If the whole late 60s/early 70s vibe, in albums anyway, was the constant longing for home - to find a home, to go back home, to be confused as to where or what "home" meant anymore - well, for Tina Turner her hometown was Nutbush, Tennessee, and she has her own song here (Ike Turner wrote the music but for whatever reason let Tina have the full credits) to explain just why she isn't there anymore. Or does she?
It wasn't known to the general public at the time, but is now very well known - that Tina was in an abusive and volatile marriage with Ike*, and during those last years (things were bad at this time, and about to get worse, with Ike's alcoholism and cocaine addiction) I have no doubt this song played a big part of her eventual self-liberation. Because, famously (and not too long after this clip from the Cher show) she left Ike with almost nothing to her name, nothing but her Buddhist belief and a sense that she had had more than enough. "Nutbush City Limits" is a song about roots, beginnings, what makes a person a person - in this case, growing up in a small town (it's not actually a city). You get the idea it was a place where not much happened (it's a "quiet little community") where people went certain places on certain days ("You go to store on Friday/You go to church on Sunday") and yet the song is so funky that you just know the rest of the week is a push-and-pull between self-respecting neatness and propriety ("Twenty-five is the speed limit") and the gin house where, if you are arrested for drunkenness, you don't get bail, just salt pork and molasses. There are clear lines in Nutbush ("You go to fields on weekdays/And have a picnic on Labor Day") and if you are young Anna Mae Bullock then you either fit in or you don't; but as someone once said, a beginning is a place to start and how many musicians have come from places like this? Almost all of them, I imagine (and even if they didn't, they will say they felt as if they did). Tina sings this with pride - this is her town, her roots, something Ike cannot take away from her - and as narrow and regulated as it sounds, this is where she is from, quite literally - and while there is no way she could go back to it, it's within her. The most significant line for me is "You have to watch what you're putting down" - i.e., if you don't conform in some way then you just have to leave, though as it happened Tina left due to family turmoil and was brought up in several different towns, Nutbush being one of them. Maybe Tina wrote this as a reminder that she was, before she'd gotten onstage in St. Louis to sing with Ike, a person of her own, shaped by experiences and places and that that was worth remembering, in and of itself.

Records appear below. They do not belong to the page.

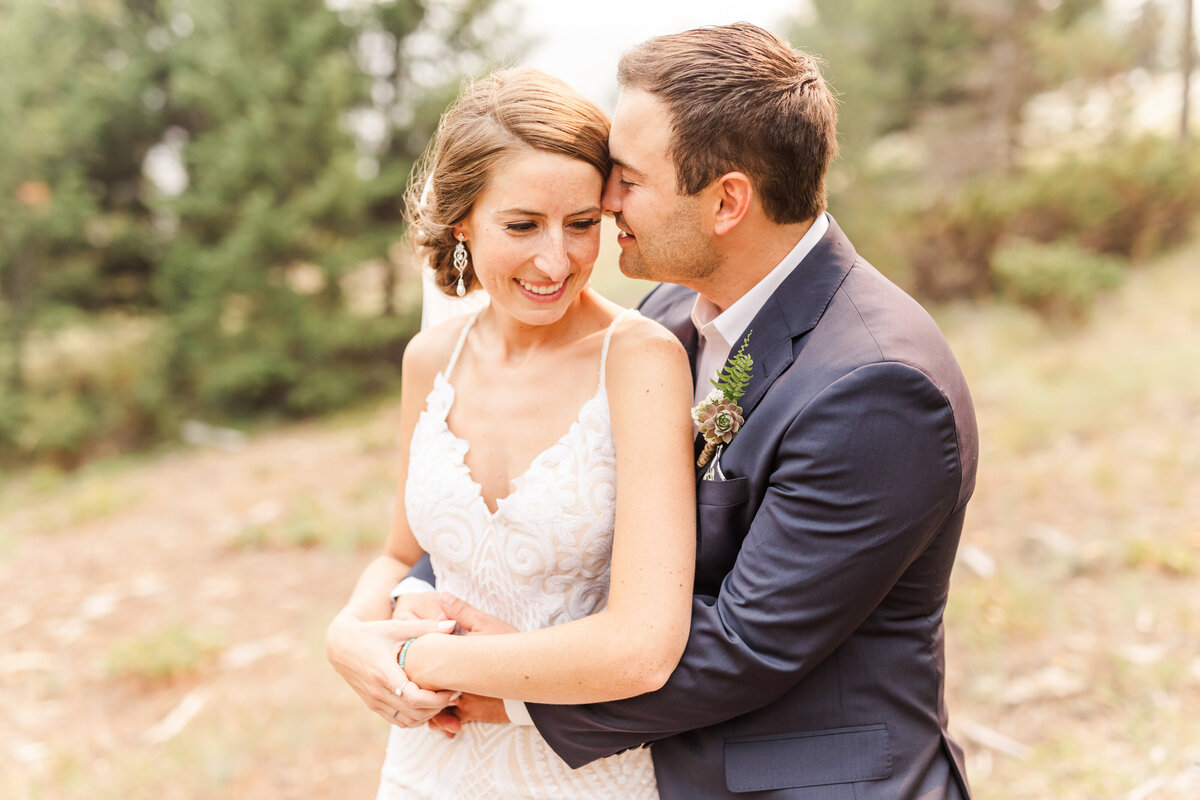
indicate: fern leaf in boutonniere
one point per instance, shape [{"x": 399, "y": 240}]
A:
[{"x": 719, "y": 415}]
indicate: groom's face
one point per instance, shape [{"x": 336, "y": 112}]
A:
[{"x": 663, "y": 233}]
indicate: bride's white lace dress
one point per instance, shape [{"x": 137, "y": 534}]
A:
[{"x": 540, "y": 559}]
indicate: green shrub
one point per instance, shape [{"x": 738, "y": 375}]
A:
[
  {"x": 1060, "y": 280},
  {"x": 1131, "y": 200}
]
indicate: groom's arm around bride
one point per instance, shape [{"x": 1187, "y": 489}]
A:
[{"x": 815, "y": 663}]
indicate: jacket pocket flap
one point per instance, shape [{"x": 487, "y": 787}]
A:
[
  {"x": 723, "y": 493},
  {"x": 814, "y": 758}
]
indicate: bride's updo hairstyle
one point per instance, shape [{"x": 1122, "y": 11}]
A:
[{"x": 493, "y": 116}]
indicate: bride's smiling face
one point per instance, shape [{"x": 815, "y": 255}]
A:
[{"x": 534, "y": 233}]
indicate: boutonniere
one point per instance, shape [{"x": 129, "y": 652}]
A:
[{"x": 719, "y": 415}]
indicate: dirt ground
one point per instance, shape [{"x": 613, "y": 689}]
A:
[{"x": 161, "y": 632}]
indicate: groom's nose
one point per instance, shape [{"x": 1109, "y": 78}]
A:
[{"x": 610, "y": 200}]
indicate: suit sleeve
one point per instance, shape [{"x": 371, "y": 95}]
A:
[
  {"x": 863, "y": 477},
  {"x": 423, "y": 570}
]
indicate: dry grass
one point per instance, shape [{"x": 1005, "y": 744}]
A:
[
  {"x": 1072, "y": 623},
  {"x": 1080, "y": 644}
]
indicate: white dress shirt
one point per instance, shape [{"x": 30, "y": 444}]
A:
[{"x": 718, "y": 332}]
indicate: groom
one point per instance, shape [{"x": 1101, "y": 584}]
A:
[{"x": 828, "y": 527}]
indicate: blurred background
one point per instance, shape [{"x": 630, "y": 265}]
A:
[{"x": 204, "y": 296}]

That this song was done by her several times more (and was done as part of Brian Johnson's audition for AC/DC, and was covered by Bob Seger - it brings the rock and the funk**) shows how important it is to her, how maybe writing it was her first step in finding herself (if I can use 70s psychology speech) and liberating herself from Ike. Is she still there? I can't help but think it's a fond song, a proud one, a song about overcoming limitations and actually appreciating those limitations as solid, near-tangible things. It's not nostalgic in any way, but a badge of toughness; if I survived there, I can survive this. Life outside the sequin/high-heel shimmy does exist; and sure enough, she learns about Buddhist prayer and somehow makes it through.
Next up: even doing a cover, he's all the rage.
*Summed up for me and countless others in the movie What's Love Got To Do With It? in the "Eat the cake, bitch" scene.
**This was a #2 Radio Luxembourg hit, and the last real hit the couple had in the US pop chart - a bigger hit in the UK, despite/because of its subject matter, I think.